Flood was right. Foreman, his arms rolling eerily like heavy tree branches in a high wind, was near exhaustion, but not even that, nor all the water in Biscayne Bay was going to spare Dino Dennis. The fight was stopped at 2:25 of the fourth round. In his dressing room, Dennis had no excuses. "This was a big fight for me," he said. "I came apart. My nerves got to me. The tension got me. It made me tired, and I didn't do anything right."
Said Braverman, "He's still a baby." The baby took eight stitches over his right eye. Why didn't Braverman stop the fight sooner? "I had to see, to be sure," said Al. "Foreman was so tired. I thought he might drop over any second."
Dennis' heart and Braverman's water ballet saved the night for King and television, for the Duran-Rojas title fight, which went on first, was a ridiculous affair. "This was the 26th time he's knocked out Rojas," said a Panamanian. "He's knocked him out 25 other times in the gym." An exaggeration, no doubt, but there is little question that Rojas was a pitiful opponent for the furious punches of Duran. Rojas was knocked out at 2:17 of the first round, leaving him unconscious for a long time. Duran is a little assassin, a quick volume puncher with a fine mean streak in him, yet the Panamanians and the game-playing WBA (the head of it is Dr. Eliasm Cordova Jr., a Panamanian who is related to Duran's manager) have clamped a lock on the lightweight title; tough lightweights like Edwin Viruet are ducked forever.
"Why did you make this match?" King was asked. "Fights like this killed boxing on television."
"It's not my fault," he protested. "The WBA forced me into it."
" Duran does not deserve $125,000 for an opponent like Rojas, does he?"

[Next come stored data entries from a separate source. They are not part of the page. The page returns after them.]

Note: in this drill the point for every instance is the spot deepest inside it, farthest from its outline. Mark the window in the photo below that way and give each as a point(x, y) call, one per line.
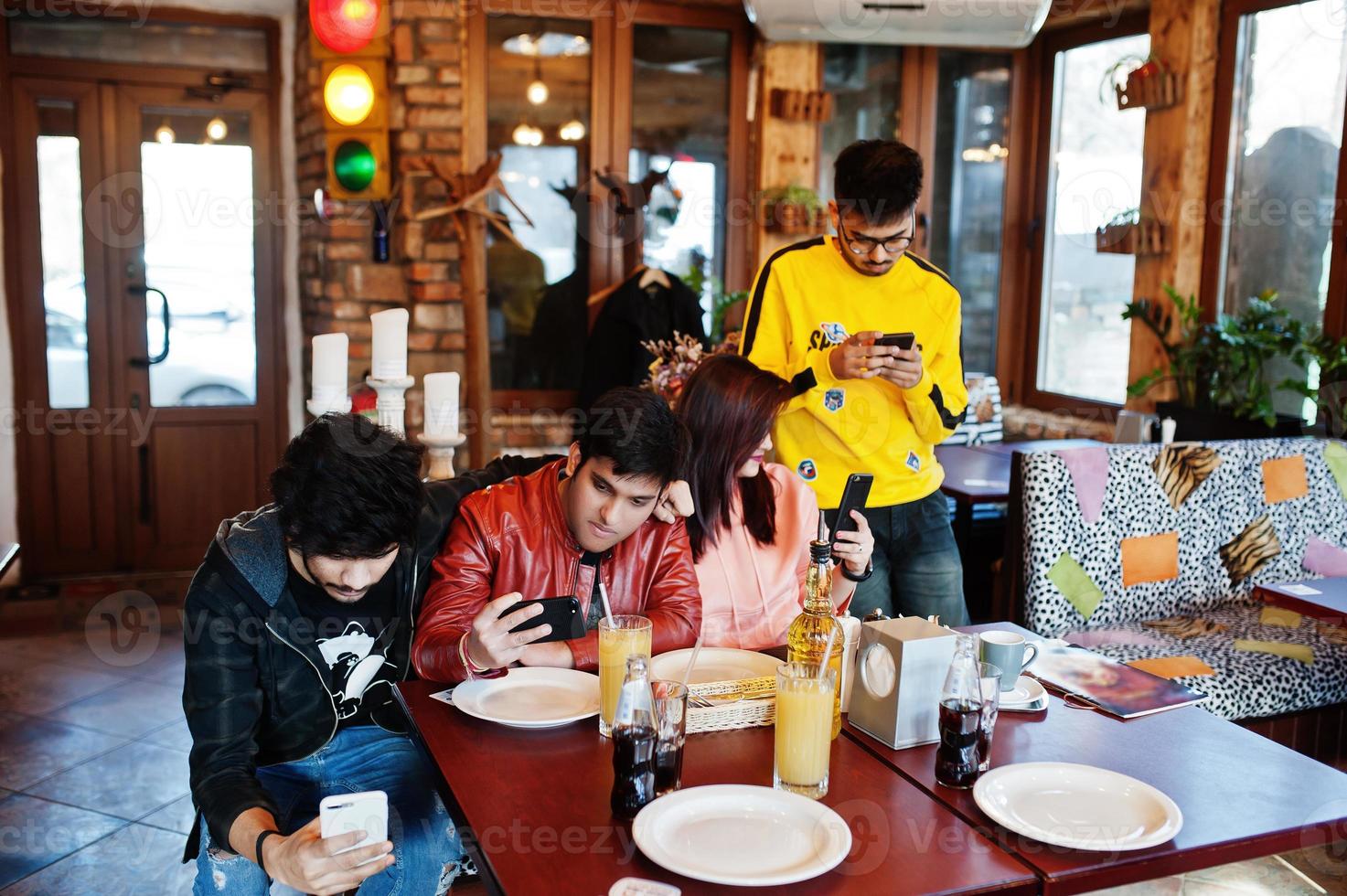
point(967, 190)
point(1094, 174)
point(538, 102)
point(680, 123)
point(863, 82)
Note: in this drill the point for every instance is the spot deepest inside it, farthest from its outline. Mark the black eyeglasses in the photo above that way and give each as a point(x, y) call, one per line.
point(865, 245)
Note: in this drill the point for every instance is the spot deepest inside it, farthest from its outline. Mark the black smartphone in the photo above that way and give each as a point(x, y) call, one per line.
point(853, 499)
point(902, 340)
point(561, 613)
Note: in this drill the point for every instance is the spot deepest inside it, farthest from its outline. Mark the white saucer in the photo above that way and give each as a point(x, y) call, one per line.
point(1027, 690)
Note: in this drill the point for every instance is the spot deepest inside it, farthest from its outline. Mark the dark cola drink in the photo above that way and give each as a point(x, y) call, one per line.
point(957, 757)
point(634, 770)
point(668, 768)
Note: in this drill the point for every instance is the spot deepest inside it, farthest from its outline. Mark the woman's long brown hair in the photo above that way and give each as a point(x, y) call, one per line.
point(729, 404)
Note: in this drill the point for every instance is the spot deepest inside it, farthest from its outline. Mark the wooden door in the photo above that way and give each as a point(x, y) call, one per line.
point(147, 340)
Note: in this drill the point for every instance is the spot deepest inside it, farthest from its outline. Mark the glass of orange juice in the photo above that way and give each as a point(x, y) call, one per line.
point(803, 728)
point(618, 637)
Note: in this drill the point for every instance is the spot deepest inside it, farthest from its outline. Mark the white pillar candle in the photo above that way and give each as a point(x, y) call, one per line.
point(442, 404)
point(329, 369)
point(390, 344)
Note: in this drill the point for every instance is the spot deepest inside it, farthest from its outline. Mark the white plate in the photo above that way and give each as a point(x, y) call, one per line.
point(532, 697)
point(1027, 690)
point(714, 665)
point(741, 836)
point(1078, 806)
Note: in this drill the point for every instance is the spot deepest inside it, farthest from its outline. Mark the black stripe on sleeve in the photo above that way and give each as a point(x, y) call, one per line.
point(948, 421)
point(930, 269)
point(803, 381)
point(756, 310)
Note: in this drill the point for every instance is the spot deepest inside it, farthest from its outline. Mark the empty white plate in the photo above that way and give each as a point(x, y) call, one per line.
point(741, 836)
point(714, 665)
point(1078, 806)
point(531, 697)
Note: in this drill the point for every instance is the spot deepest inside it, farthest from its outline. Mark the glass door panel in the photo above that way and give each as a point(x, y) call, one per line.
point(201, 307)
point(61, 228)
point(968, 192)
point(538, 117)
point(1094, 174)
point(680, 90)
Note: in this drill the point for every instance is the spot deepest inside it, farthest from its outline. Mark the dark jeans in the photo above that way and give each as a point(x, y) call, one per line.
point(917, 571)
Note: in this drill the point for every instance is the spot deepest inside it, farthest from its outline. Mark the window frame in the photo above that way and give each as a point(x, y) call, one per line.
point(1042, 70)
point(611, 117)
point(1335, 307)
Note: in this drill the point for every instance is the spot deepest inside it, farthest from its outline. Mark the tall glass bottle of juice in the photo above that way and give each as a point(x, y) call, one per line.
point(808, 634)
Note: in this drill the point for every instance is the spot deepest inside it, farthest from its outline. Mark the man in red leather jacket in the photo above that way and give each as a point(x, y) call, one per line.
point(560, 531)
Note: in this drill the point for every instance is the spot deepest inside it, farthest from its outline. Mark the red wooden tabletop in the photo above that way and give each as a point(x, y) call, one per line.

King just shook his head, then turned the subject back to Foreman, whom he calls his "duration champion," implying that if Ali does come back he should not have the privileges of a champion, that he and Foreman should meet even-up, financially. That surely would be a bout worth seeing: the cerebral Ali, his physical gifts in a sorry state, against Foreman, the magnificent beast or bum, depending on your ring esthetics. It would be hard to bet against Ali, for George Foreman has never been the same since Zaire, and he seems to be a troubled man, often a brooding recluse, forever alert for unseen villains.
The night before each fight now, he has three different meals brought to him by three different aides. No one knows which meal he will choose, or from where it will come. George Foreman, you see, is afraid of being poisoned.